I have the following code, which is used to (sha) hash columns in a spark dataframe:
import org.apache.spark.sql.DataFrame
import org.apache.spark.sql.functions.{sha2,lit, col}
object hashing {
def process(hashFieldNames: List[String])(df: DataFrame) = {
hashFieldNames.foldLeft(df) { case (df, hashField) =>
df.withColumn(hashField, sha2(col(hashField), 256))
}
}
}
Now in a seperate file, I am testing my hashing.process
using a AnyWordSpec
Test as follows:
"The hashing .process " should {
// some cases here that complete succesfully
"fail to hash a spark dataframe due to type mismatch " in {
val goodColumns = Seq("language", "usersCount", "ID", "personalData")
val badDataSample =
Seq(
("Java", "20000", 2, "happy"),
("Python", "100000", 3, "happy"),
("Scala", "3000", 1, "jolly")
)
val badDf =
spark.sparkContext.parallelize(badDataSample).toDF(goodColumns: _*)
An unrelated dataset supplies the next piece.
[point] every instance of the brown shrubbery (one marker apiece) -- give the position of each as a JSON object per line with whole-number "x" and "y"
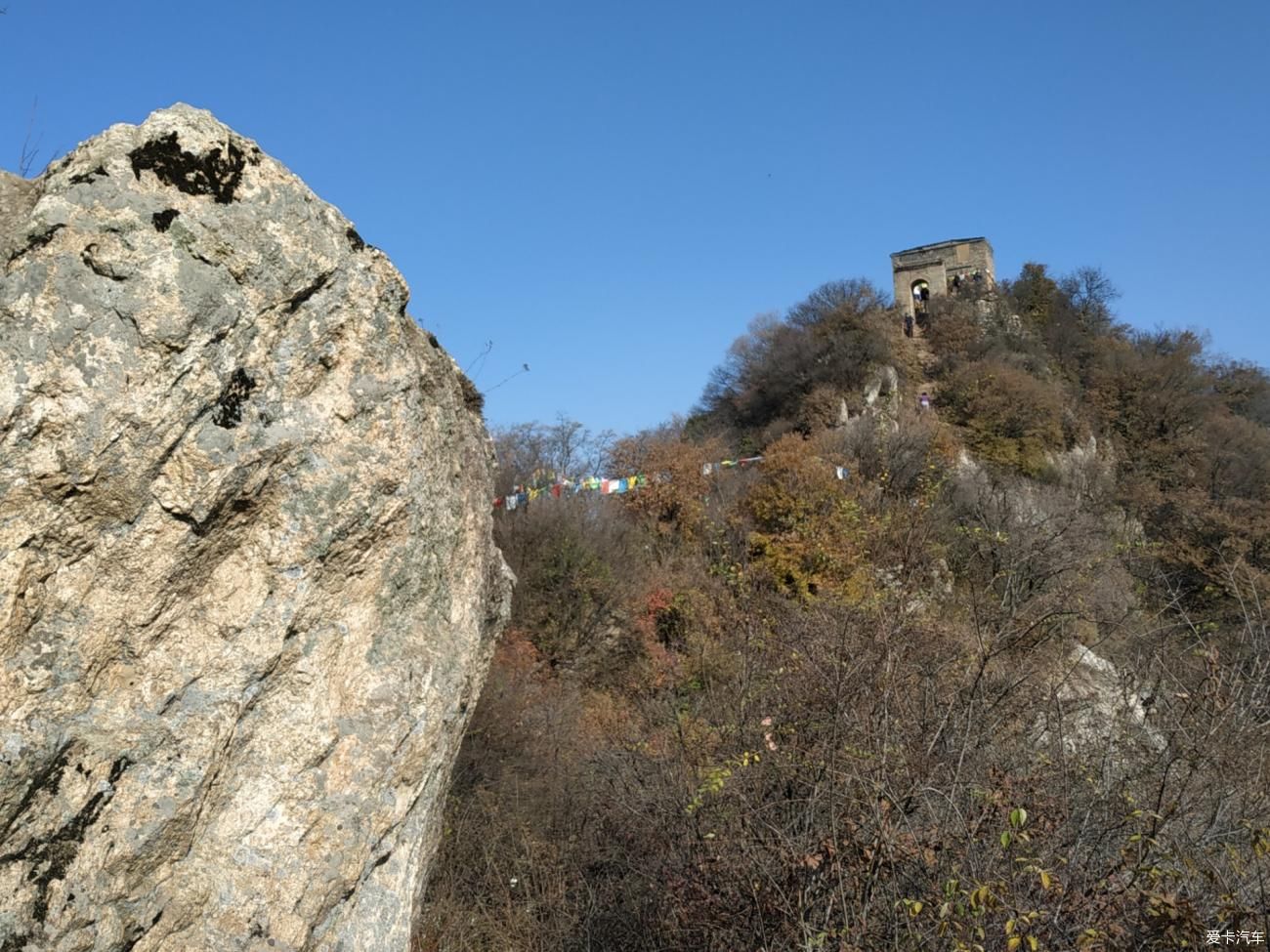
{"x": 775, "y": 710}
val thrown = intercept[org.apache.spark.sql.AnalysisException] {
val hashedResultDf =
hashing.process(hashFieldNames)(badDf)
}
assert (thrown.getMessage === // some lengthy error message that I do not want to copy paste in its entirety.
Usually, as I understand, one would want to hard code the whole error message to ensure that it is indeed as we expect. However, the message is very lengthy and I am wondering if there is no better approach.
Basically, I have two questions:
a.) Is it considered good practice to match only the beginning part of error message and then
follow up with a regex ? I am thinking something like this: thrown.getMessage === "[cannot resolve sha2(ID, 256) due to data type mismatch: argument 1 requires binary type, however, ID is of int type.;" + regexpattern \;(.*))
b.) If a.) is considered a hacky approach, do you have any working suggestion on how to do it properly ?
Note: Small errors possible with code above, I adapted it for SO post. But you should get the idea.
You should not be asserting exception messages (unless they are surfced to the user, or something downndstream relies on them). If throwing an exception is a part of contract, then you should be throwing one of a specific type with a given error code, and tests should be asserting that. And if it isn't, then who cares what the message said?